Oh it’s good to laugh at artists, with their lofty ambitions and crippling self-doubt. And who better to laugh at play-writes than a play-write, and what better moment to debate the absolutely subjectivity of a good play than in the theatre with a bunch of critics rehearsing their killer lines in the stalls.

Daniel Kehlmann, though relatively unknown in the UK is a successful novelist, poet, screen-writer and now play-write in his native Germany. With Christopher Hampton’s superb translation, The Mentor feels distinctly English, or perhaps it’s just a reminder that there’s no great divide between us Europeans.

F Murray Abraham (now seventy seven and looking great) plays Benjamin Rubin, who had one huge hit play in his twenties and is well aware that he’s never written anything that good since. Needing the ten thousand euros on offer, he arrives at a gorgeous looking country house to spend a week mentoring young play-write Martin Wegner (Daniel Weyman), hailed as ‘the voice of a generation’ for his play ‘Without a Title’.

F Murray Abraham with decades of theatre, an Oscar for Salieri and TV fame for his role in The Homecoming is a pleasure to watch, switching between enormous arrogance and devious manipulation.
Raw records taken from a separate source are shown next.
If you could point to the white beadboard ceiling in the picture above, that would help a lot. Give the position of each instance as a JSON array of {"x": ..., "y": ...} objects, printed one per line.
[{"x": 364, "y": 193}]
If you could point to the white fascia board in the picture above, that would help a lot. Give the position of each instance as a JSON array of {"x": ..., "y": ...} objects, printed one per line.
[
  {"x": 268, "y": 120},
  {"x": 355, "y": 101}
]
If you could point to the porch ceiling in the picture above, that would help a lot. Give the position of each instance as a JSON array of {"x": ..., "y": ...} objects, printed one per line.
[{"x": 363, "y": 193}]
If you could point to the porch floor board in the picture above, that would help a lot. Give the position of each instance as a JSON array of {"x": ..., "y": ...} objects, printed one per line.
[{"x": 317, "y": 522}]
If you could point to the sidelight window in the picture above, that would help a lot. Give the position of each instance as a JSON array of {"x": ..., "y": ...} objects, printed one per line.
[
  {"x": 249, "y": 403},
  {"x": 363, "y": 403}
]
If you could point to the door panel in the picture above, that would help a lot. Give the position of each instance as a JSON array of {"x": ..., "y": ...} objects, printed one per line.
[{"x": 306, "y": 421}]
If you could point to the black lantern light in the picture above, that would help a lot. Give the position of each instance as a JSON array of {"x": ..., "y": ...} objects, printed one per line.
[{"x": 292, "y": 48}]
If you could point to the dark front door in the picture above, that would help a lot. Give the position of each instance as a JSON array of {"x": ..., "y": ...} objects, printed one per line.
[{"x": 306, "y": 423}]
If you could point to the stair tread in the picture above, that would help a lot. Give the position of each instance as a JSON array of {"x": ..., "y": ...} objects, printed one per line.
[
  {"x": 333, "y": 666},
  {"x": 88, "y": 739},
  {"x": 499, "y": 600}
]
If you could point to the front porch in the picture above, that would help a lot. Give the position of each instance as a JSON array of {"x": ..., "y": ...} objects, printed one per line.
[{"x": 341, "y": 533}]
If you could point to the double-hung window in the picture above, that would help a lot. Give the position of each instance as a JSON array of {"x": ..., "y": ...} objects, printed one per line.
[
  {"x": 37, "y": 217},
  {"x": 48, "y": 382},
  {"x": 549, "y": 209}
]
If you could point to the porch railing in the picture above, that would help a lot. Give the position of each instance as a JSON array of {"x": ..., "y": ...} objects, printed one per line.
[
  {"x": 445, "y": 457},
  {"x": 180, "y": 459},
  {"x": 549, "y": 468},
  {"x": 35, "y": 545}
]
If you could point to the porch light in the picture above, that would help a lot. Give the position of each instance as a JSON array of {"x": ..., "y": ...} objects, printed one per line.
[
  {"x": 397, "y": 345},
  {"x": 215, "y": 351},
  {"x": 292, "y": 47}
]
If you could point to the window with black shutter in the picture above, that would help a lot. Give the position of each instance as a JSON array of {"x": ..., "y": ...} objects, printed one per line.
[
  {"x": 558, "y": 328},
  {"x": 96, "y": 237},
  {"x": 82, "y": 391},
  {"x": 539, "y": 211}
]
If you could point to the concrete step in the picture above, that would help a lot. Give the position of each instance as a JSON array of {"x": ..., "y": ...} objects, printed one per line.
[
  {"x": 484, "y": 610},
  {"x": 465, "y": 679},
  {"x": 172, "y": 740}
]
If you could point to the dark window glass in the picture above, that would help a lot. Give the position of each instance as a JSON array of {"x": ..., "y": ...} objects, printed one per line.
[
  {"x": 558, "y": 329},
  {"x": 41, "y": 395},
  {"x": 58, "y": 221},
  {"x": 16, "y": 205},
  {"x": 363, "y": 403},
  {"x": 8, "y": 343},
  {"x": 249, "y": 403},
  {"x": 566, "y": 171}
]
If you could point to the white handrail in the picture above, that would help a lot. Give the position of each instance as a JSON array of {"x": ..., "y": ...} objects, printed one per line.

He enrages Martin and attempts to seduce his successful wife Gina who runs a large art gallery and is the only reasonable character among them. Meanwhile Jonathan Cullen as arts administrator and frustrated painter is particularly convincing as he desperately proffers his mobile with images of his work for Gina’s approval. What sort of things to you paint? ‘Oh…Moods’ he says, trying to sound casual.

Is Benjamin Ruben jealous of youth knocking at his door? Could the dreadful lines we hear from Martin’s play actually amount to something brilliant? Is living a creative act that can be ripped up or drowned in a pond should we so choose? And of course, uncertainty is the only certainty. The characters are entirely recognisable but the debates never seem to stray into exciting or unexpected territory. At times the naturalism, essential for the comedy to work is lost in stagy and heightened performances. The denouement when Martin emerges dripping from a pond with his laptop and the only hard copy of his play, hardly raised a snigger from an audience who began the show relishing every laugh.

Polly Sullivan’s set with an enormous cherry blossom at the centre is quite beautiful and if somewhat slight in scope, The Mentor is a charming eighty minute play, with sharply drawn characters and plenty of good lines.